Re: TyreSpeed - Michael
ps, the v and h ratings have no bearing on profile or diameter, just the compound that the tyre is made of.
Re: TyreSpeed - Mark (Brazil)
Michelin 185/55V15
Michelin 185/65H15

one showing 65 and the other 55. Could have been a typo, I suppose.
Re: Handling changes. - Tim Allcott
Can someone explain why most tread has to be on the rear tyres?
The only way I can get the back to break away on my Passat is by doing handbrake turns on fresh snow in a (private) car park.
I suppose I could do it in the dry too, but the tyres wouldn't last long.
I'm just about to replace two rear tyres, and would normally put the new ones on the front, and the part worn on the rear
Re: TyreSpeed - Michael
well spotted Mark, trust me to read the words ("..For a lower speed but otherwise identical tyre.." ) and ignore the numbers.

Rick, please clarify.
Re: TyreSpeed - Rick Laughton

Apologies for the misleading information! I should have typed: -

Michelin 185/65V15 at £112 each
Michelin 185/65H15 at £68 each

i.e. identical other than the letter representing the speed!
Handling changes. - David Woollard
I've got to say faced with that dilemma on my own car I did the same. With mine it was a 185/65x14HR which I decided to downgrade on cost basis to the same sized Michelin but in an SR rating.
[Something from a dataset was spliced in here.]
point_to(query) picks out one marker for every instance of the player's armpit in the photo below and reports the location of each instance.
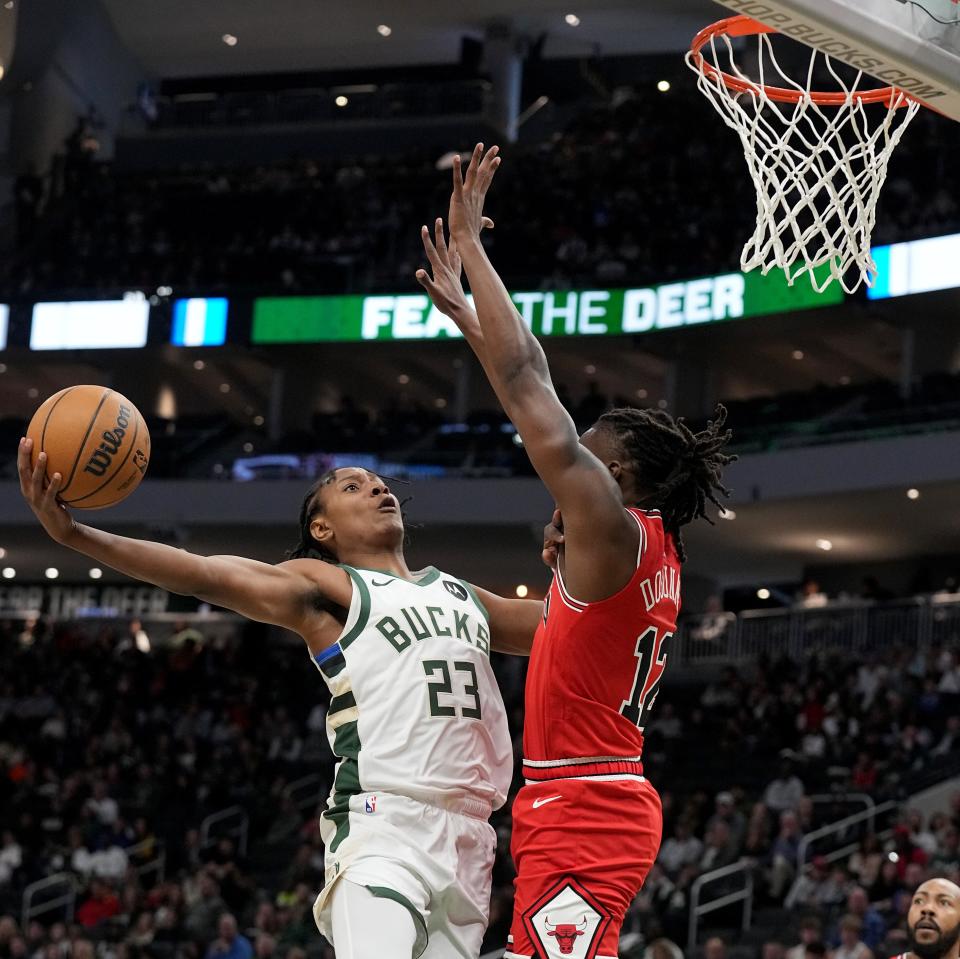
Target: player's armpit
(513, 622)
(286, 595)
When the tyres were fitted it was obvious the sidewall shape and tread contact patch was different. Also that made me think more about the different handling characteristics of the HR vs SR rubber compounds. What about a possible difference in wet road grip?

So within a couple of weeks I took off the SRs and found matching HRs to my existing ones. Otherwise I would have been many months with this front to rear mismatch.

The insurance question was another worry, as one of you said. I do think, in the event of a claim, this issue could be looked at by a vehicle examiner.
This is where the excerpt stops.